Yesterday’s rousing rally carried the Junior Gold Miners ETF back above its 200-day moving average for the first time since November. Its price recovery has now risen high enough to reverse the 20-day and 50-day moving averages higher.

With the junior miners’ price trend now climbing on all time frames, you should view any and all price dips as buying opportunities.

The high volume accompanying Monday’s surge added legitimacy to the move. This wasn’t some weak-sauce breakout cobbled together by a few retail traders. No.
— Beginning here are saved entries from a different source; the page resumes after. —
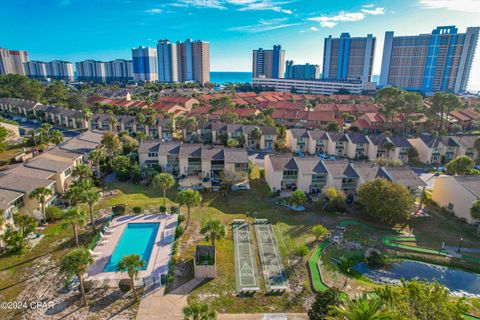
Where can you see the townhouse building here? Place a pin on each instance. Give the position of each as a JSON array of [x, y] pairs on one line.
[[192, 159], [457, 194], [312, 175], [18, 106], [250, 136], [348, 145], [52, 169], [436, 150]]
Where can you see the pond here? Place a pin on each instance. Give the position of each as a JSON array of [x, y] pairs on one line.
[[459, 282]]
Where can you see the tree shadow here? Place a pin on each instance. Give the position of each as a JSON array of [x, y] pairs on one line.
[[106, 300]]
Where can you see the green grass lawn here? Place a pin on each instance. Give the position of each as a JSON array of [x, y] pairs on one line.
[[15, 270]]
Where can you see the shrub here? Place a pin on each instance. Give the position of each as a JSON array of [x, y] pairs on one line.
[[53, 213], [375, 260], [119, 209], [124, 285], [87, 285], [301, 251], [179, 231], [137, 210]]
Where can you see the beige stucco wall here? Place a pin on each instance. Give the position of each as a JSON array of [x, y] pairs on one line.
[[447, 190], [290, 141], [424, 153], [273, 178]]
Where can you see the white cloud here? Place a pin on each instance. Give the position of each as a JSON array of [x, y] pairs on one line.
[[154, 11], [215, 4], [260, 5], [265, 25], [344, 16], [454, 5], [374, 12]]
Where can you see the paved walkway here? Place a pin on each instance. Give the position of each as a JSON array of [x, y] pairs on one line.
[[263, 316], [156, 305]]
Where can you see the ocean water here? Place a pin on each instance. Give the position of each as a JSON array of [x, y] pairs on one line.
[[222, 77]]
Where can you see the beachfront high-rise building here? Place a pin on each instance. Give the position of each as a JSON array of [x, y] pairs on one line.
[[12, 61], [119, 70], [348, 58], [301, 71], [91, 70], [193, 61], [269, 63], [145, 64], [183, 61], [167, 61], [60, 70], [36, 69], [440, 61], [201, 61]]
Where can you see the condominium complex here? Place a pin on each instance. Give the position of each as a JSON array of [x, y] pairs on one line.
[[98, 71], [11, 61], [60, 70], [167, 61], [440, 61], [310, 86], [183, 61], [269, 63], [348, 58], [301, 71], [145, 64], [37, 69]]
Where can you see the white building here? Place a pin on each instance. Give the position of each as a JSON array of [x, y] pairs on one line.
[[310, 86]]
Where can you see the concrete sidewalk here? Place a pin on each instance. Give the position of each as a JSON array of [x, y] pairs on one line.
[[263, 316], [156, 305]]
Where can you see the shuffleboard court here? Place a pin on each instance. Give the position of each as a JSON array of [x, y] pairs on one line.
[[245, 262], [273, 271]]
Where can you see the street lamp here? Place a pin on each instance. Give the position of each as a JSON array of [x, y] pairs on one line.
[[460, 245], [436, 174]]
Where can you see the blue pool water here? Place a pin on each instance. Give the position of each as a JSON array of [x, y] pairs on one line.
[[137, 238]]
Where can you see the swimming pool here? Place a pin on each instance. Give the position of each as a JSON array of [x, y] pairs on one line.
[[137, 238]]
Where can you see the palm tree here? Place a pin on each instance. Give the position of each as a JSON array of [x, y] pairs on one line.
[[111, 143], [74, 217], [74, 194], [190, 198], [388, 146], [82, 172], [163, 181], [90, 196], [76, 261], [44, 130], [33, 135], [197, 310], [131, 264], [97, 156], [56, 136], [361, 309], [214, 230], [87, 115], [41, 194], [475, 212]]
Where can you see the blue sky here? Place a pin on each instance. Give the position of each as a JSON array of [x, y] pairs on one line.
[[107, 29]]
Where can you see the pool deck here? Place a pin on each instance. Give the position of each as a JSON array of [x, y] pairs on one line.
[[159, 257]]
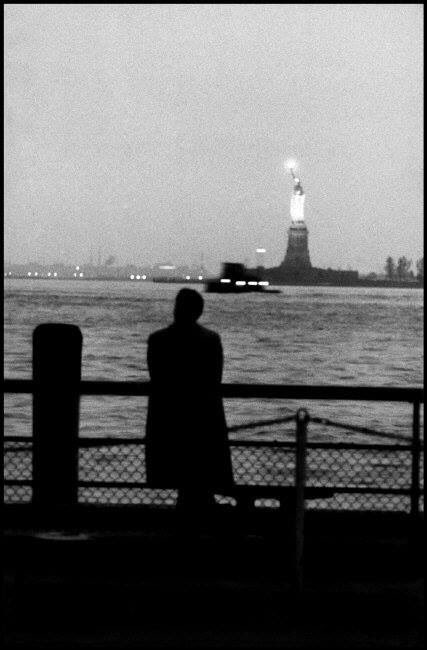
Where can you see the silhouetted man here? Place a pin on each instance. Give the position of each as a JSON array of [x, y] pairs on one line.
[[186, 434]]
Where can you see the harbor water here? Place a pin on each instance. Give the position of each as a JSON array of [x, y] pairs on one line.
[[303, 335]]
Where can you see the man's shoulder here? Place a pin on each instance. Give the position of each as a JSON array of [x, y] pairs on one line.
[[208, 333]]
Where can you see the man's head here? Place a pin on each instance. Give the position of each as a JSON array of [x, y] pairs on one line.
[[188, 306]]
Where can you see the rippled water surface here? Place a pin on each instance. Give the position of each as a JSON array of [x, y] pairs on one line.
[[304, 335]]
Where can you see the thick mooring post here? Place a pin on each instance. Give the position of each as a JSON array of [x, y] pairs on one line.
[[57, 352], [302, 418]]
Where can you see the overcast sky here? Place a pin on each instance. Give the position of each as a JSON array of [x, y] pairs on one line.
[[159, 132]]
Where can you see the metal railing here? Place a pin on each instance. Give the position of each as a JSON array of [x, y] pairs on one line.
[[56, 467]]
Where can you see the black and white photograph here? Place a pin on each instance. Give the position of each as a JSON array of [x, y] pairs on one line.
[[213, 326]]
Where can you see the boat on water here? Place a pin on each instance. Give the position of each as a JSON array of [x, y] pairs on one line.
[[235, 278]]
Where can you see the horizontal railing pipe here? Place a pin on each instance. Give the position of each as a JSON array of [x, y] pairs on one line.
[[260, 391]]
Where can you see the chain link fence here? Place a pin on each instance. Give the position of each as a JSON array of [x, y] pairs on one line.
[[113, 472]]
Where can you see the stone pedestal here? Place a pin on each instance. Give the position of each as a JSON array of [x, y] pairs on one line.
[[297, 257]]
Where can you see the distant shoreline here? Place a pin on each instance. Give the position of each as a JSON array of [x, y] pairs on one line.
[[385, 284]]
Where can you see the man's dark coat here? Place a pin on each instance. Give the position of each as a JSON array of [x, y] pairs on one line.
[[186, 432]]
It was an institutional-driven buying bonanza that is likely to continue propping up GDXJ for weeks to come.


Source: OptionsAnalytix

A Golden Trade Idea for GDXJ

While we may see some mild profit taking in the days ahead as Monday’s move is digested, the time is ripe for bullish plays for gold miners. Due to its cheaper price tag and elevated volatility levels, GDXJ is as good a candidate as any for selling naked puts.
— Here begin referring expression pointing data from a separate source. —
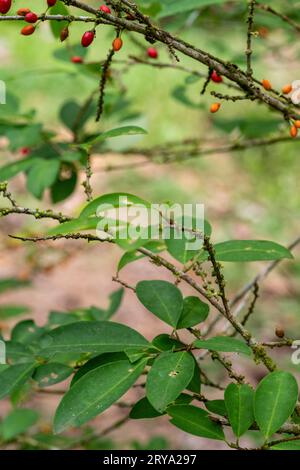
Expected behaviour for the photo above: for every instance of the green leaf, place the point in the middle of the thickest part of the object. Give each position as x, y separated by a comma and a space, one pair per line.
112, 200
15, 376
97, 361
168, 377
183, 245
42, 175
12, 169
51, 373
293, 445
95, 392
17, 422
165, 342
195, 421
223, 344
117, 132
131, 256
217, 407
274, 401
250, 250
194, 312
195, 384
239, 405
91, 336
162, 298
144, 410
63, 187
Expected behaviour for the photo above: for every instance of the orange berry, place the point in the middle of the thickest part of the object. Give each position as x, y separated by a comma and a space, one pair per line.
294, 131
215, 107
266, 84
287, 89
28, 30
117, 44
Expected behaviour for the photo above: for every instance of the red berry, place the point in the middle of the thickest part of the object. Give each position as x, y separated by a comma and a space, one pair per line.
64, 34
105, 9
28, 30
76, 59
117, 44
23, 11
152, 52
87, 38
31, 17
24, 151
215, 77
5, 6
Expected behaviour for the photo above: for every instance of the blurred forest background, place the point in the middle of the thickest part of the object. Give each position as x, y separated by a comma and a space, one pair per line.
252, 194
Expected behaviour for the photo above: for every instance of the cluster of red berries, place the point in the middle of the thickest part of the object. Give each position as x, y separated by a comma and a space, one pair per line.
5, 6
87, 38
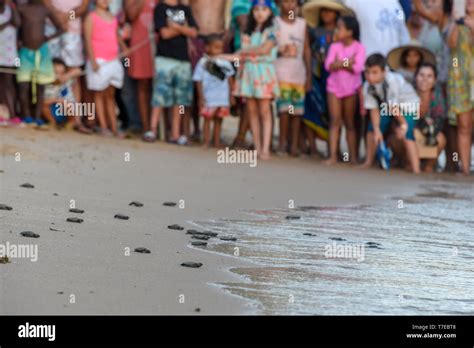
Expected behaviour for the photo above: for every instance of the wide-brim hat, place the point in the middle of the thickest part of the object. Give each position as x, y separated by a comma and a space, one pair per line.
395, 55
312, 9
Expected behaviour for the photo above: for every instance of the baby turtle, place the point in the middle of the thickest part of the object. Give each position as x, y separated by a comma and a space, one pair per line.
176, 227
142, 250
200, 237
136, 204
75, 220
229, 239
5, 207
209, 234
29, 234
191, 264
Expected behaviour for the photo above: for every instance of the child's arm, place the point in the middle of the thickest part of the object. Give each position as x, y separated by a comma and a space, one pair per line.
88, 40
308, 62
200, 93
81, 10
133, 8
332, 62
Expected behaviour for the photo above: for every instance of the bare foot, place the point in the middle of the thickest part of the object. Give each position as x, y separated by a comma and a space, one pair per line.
265, 156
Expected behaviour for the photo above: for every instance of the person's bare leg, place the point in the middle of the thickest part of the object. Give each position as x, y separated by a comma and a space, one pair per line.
8, 93
155, 119
207, 132
144, 96
175, 123
99, 97
295, 134
254, 120
284, 125
25, 99
431, 163
465, 141
349, 107
310, 135
412, 155
110, 109
217, 132
335, 110
371, 149
265, 111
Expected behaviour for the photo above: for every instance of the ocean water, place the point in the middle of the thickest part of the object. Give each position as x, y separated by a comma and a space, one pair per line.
404, 256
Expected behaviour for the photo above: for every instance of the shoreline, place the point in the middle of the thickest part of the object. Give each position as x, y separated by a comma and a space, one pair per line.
88, 261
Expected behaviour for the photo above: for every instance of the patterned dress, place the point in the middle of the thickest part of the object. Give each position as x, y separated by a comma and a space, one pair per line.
257, 77
461, 77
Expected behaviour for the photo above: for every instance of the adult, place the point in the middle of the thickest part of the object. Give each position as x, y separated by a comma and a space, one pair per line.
382, 24
461, 82
140, 14
433, 111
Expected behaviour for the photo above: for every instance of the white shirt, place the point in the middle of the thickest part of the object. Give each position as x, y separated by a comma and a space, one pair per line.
382, 24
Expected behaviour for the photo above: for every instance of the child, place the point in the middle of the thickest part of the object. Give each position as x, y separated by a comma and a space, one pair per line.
36, 66
212, 77
104, 71
322, 20
384, 94
61, 93
345, 62
173, 83
407, 59
257, 80
293, 67
9, 21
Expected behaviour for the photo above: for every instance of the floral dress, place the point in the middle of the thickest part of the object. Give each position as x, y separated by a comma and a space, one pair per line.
257, 78
461, 77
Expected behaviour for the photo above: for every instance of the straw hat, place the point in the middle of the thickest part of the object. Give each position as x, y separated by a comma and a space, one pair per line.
312, 8
395, 55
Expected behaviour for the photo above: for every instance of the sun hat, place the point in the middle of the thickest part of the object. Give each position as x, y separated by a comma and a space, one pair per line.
395, 55
312, 9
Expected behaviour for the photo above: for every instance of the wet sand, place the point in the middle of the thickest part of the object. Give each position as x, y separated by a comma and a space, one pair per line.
88, 260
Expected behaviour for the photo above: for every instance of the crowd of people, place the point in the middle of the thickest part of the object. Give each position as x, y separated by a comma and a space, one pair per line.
396, 75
If you’re willing to bet the fund remains above $37 over the coming month, then sell the March $37 put for 90 cents or better. The max gain of 90 cents will be captured if the put sits out of the money.

By selling the put, you obligate yourself to buy 100 shares of stock if the put sits in-the-money at expiration. If you’d prefer to sidestep assignment, simply exit the trade if GDXJ falls below $37.

The $90 reward (90 cents x 100 shares) may not sound like a lot, but if you’re trading in a margin account, the initial margin should be around $350, so the return on initial investment is an impressive 26% ($90/$350).

At the time of this writing, Tyler Craig owned neutral option positions on GDXJ.